WASHINGTON, May 3: US President George W. Bush on Saturday blamed the ‘wealthy’ lifestyle of India’s huge middle class for the spiralling global food prices.

“There are 350 million people in India who are classified as middle class. That’s bigger than America. Their middle class is larger than our entire population,” observed Mr Bush. ‘‘And when you start getting wealth, you start demanding better nutrition and better food. And so demand is high, and that causes the price to go up.”

The remarks, made in a speech on economy and trade, earned him an immediate rebuke from India where a spokesman for the ruling Congress party said Mr Bush’s analysis was “completely erroneous” as India is not a food importer but a food exporter.

Mr Bush, however, is not the first US leader to blame India.
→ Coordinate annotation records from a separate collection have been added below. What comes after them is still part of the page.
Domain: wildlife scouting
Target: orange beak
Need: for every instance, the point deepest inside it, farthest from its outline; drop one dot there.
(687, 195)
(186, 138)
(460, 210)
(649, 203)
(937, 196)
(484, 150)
Earlier this week, Secretary of State Condoleezza Rice also expressed similar views. She said that improving incomes and prosperity in India and China were responsible for the rising food prices.

Other American officials also have indicated that people in these two countries were eating too much and a better quality food, which has forced world food prices to go up.

In India, a Congress party spokesman Manish Tewari told reporters that Mr Bush’s assessment was wrong.

“The facts speak otherwise. India is not a net food importer. It is a food exporter,” he said. “The assumption that local prices are increasing because of a changed India is completely erroneous.”

Mr Tewari instead blamed the developed world for the crisis. “Diversion of arable land in the developed world for ethanol production and changes in the climate pattern led to the crisis,” he said.